= A Long Walk to Water =

2010 novel by Linda Sue Park

First edition (publ. Clarion Books)

A Long Walk to Water (sometimes shortened to ALWTW) is a short novel written by Linda Sue Park and published in 2010. It blends the true story of Salva Dut (set in 1985) and the fictional story of Nya (set in 2008). Dut is a part of the Dinka tribe and a Sudanese Lost Boy, while Nya is a young village girl that is part of the Nuer tribe. Park used the book as a platform to support Dut's organization, Water for South Sudan.

==Main narratives==
===Salva===
Salva, an 11-year-old boy from the Dinka tribe, finds himself becoming one of the Lost Boys after the Second Sudanese Civil War makes its way to his village and forces him to flee. At first, the group abandons him, perceiving him as a child that would slow them down. After an old Dinka woman gives him some peanuts, Salva finds some new travelers to move onward with and befriends another boy named Marial. After being reunited with his Uncle Jewiir, Salva and his group go to the Itang Refugee Camp in Ethiopia, avoiding rebels, lions, and other threats along the way. However, before reaching the camp, Marial is killed by a lion and Uncle Jewiir is murdered by some Nuer tribesmen. Eventually, after six years, the Itang Refugee Camp is closed when the Ethiopian government collapses in 1991. As a result, Salva is run out towards the Gilo River where hundreds are shot by soldiers or lost to the crocodiles. Thereafter, he becomes the leader of 1,500 Lost Boys and takes them to refugee camps in Kenya.

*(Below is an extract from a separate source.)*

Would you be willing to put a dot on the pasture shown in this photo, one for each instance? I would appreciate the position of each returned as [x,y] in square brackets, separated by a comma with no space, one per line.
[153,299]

Afterwards, in 1996, he is taken to America adopted by the Moore family in Rochester, New York. Eventually, Salva travels back home and finds his biological father recovering from surgery for guinea worms due to years of consumption of contaminated and stagnant water. This pushed him to become the founder of a non-profit called Water For South Sudan (WFSS). Schools can fundraise money for Salva's organization to dig wells in South Sudan.

===Nya===
Nya is an 11-year-old girl from the Nuer tribe who has to walk eight hours a day, seven months out of the year, to fetch water from a pond in order to support her parents, younger brother, and younger sister, Akeer. She and her family live in a small village in Sudan during the year 2008.

Akeer gets sick and is told that the illness is due to water contamination. Even though Akeer is given treatment at a clinic, they are forewarned by a nurse that water should be boiled before being consumed. The advice proves difficult to implement due to a scarcity of both fuel and water.

Later, in 2009, a well is built in her village by two visitors after consulting Nya's uncle so that she and other residents would not have to walk as far and drink unsafe water. Although there are some complications during the process of drilling the well, the villagers and crew work together to eventually produce safe and clear water. The village transforms with the completion of the well; Nya is overjoyed when a school is built alongside the well, as the children do not spend their time collecting water.

At the end of the book, both Salva and Nya's stories crossover when Nya realizes Salva was the individual in charge of the drilling crew. She introduces herself to Salva Dut, because she was confused by the fact that Salva, a Dinka, would help her Nuer village. The Dinka and Nuer tribes have been at conflict for many years, and Park's short novel maintains those dynamics. Nya's story is fictional, though, and was based on travelers Park interviewed who saw water wells being drilled in villages similar to Nya's. She also examined their photographs and videos.

==Water for South Sudan==
Water for South Sudan is a non-profit organization created by Salva Dut which drills wells for villages in South Sudan. It plays an important role in the story.

==Reception==
A Long Walk to Water has received generally positive reviews from critics.

On Common Sense Media, Kate Pavao rated the book five stars. Pavao praised the book for showing Salva's courage and perseverance through his struggles.

Reviewing the book for The Newcastle Herald, Stacey Dombkins praised Park's execution of the dual narrative, stating that the book's "unsurprising but very satisfying ending" successfully showed how Salva's hope and determination brought positive changes to those residing in South Sudan.